In Shkreli’s case, the tweets he was sharing, the same ones that eventually getting his account suspended, built up such a following of negativity, that it led to quite the backlash. In one particular case where he was set to speak at Harvard University students organized a protest, including a false fire alarm, in an effort to disrupt the event. Much as social media played a part in Shkreli’s following, it’s just as likely that the students who interrupted and protested the talk also organized it all through social media.
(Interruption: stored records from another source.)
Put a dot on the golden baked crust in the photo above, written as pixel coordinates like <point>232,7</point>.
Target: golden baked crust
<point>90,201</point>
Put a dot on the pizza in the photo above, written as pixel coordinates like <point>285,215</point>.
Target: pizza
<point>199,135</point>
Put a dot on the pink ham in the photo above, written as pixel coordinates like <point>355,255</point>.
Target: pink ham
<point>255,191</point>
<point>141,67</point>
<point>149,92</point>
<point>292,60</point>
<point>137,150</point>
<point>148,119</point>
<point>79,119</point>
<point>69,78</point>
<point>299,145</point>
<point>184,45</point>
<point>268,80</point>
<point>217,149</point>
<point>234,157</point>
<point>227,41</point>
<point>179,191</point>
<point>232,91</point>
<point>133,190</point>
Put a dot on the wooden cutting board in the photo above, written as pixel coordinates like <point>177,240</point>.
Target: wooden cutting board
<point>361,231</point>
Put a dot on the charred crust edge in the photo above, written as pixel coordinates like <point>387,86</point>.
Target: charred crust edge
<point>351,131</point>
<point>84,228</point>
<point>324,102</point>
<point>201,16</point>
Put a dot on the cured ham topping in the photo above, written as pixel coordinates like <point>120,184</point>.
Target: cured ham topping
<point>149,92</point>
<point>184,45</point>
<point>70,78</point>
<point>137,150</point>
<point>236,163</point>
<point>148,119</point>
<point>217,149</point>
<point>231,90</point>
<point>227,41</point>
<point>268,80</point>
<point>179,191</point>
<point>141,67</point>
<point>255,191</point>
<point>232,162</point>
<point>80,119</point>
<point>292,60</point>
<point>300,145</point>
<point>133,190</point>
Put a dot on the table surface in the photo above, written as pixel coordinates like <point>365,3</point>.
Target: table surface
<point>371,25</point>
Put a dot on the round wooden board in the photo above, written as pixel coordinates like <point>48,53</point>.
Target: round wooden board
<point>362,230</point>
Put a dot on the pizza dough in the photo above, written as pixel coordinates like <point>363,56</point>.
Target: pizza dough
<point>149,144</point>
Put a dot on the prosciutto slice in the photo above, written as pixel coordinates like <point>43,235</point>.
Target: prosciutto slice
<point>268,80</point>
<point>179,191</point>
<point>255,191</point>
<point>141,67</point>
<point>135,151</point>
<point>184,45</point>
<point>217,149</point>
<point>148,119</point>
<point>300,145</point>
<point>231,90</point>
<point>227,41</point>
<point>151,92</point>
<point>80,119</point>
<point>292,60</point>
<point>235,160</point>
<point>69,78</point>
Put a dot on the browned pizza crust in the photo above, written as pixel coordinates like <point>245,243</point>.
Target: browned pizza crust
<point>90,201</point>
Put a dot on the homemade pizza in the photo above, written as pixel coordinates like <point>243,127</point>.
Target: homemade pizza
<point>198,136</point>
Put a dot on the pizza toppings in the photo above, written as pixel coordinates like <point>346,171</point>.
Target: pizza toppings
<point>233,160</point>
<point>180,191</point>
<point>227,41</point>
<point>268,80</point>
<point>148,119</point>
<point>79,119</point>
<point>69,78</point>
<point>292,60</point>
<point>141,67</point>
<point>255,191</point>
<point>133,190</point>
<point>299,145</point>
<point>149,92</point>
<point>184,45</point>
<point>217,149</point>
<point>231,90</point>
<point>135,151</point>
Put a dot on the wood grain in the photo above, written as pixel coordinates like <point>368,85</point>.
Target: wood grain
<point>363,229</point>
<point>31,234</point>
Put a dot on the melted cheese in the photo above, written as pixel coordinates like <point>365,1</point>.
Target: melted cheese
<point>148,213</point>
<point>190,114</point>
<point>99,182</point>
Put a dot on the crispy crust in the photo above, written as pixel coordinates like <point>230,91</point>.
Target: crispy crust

Scenario Two: The Oversharing Family

Have you ever tried to find information about another person? In this age of Tinder dating, LinkedIn profiles for applying to jobs, and the paper trail we leave on social media every day, it’s incredibly easy to find private information on just about nearly anyone. For an executive within an organization, this can mean numerous things, everything from a sales person tracking them down in an effort to sell their services or something more malicious. Whether the executive is sharing too much private information themselves or their family or friends are doing it, this can lead to potential threats.

When Kim Kardashian was robbed at gunpoint of nearly $5 in jewelry and other items, she believes it was because of her use of social media.
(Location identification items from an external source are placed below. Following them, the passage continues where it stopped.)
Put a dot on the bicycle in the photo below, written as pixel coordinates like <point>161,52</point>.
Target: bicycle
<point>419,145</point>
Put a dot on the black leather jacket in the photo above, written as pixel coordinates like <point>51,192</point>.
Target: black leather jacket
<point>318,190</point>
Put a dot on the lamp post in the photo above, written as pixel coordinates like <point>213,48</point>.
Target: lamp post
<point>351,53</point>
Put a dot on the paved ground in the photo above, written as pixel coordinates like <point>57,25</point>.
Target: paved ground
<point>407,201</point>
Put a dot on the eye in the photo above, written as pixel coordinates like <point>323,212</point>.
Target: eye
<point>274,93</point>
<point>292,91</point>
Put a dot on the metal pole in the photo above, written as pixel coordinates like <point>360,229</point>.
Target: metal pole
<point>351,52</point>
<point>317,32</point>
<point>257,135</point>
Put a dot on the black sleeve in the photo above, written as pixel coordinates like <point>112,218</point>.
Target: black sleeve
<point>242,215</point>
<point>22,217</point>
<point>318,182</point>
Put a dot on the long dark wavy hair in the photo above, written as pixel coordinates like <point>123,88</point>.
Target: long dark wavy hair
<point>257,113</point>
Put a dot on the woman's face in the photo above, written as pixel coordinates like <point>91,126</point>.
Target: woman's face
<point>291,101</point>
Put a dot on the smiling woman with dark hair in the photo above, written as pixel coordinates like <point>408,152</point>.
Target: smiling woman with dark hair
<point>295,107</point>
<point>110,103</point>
“There was probably a group of guys that were following us the entire trip,” Kardashian stated. “I was Snapchatting that I was home and that everyone was going out. So I think they knew Pascal [her bodyguard] was out with Kourtney and that I was there by myself. They had to have known we were leaving that day. They had this window of opportunity and just went for it.”

Although this has not been fully confirmed, Kardashian feels that the circumstances and the details shared through Snapchat led to the robbery. Just like this specific example, any oversharing or geo-tagging can lead to physical threats if there is a threat actor targeting them.

Monitoring, the Proactive Solution

In our first scenario there is little to be done when an executive has a negative set of opinions that could impact business; however, with a proactive monitoring solution in place, being able to identify a protest in the making is completely feasible. The second scenario also could have benefited from monitoring as Kardashian’s post about being alone and at a specific location was a huge red flag. Regardless of the circumstances, digital events can lead to physical threats; however, with the proper training and monitoring in place, risk can be reduced or nearly eliminated.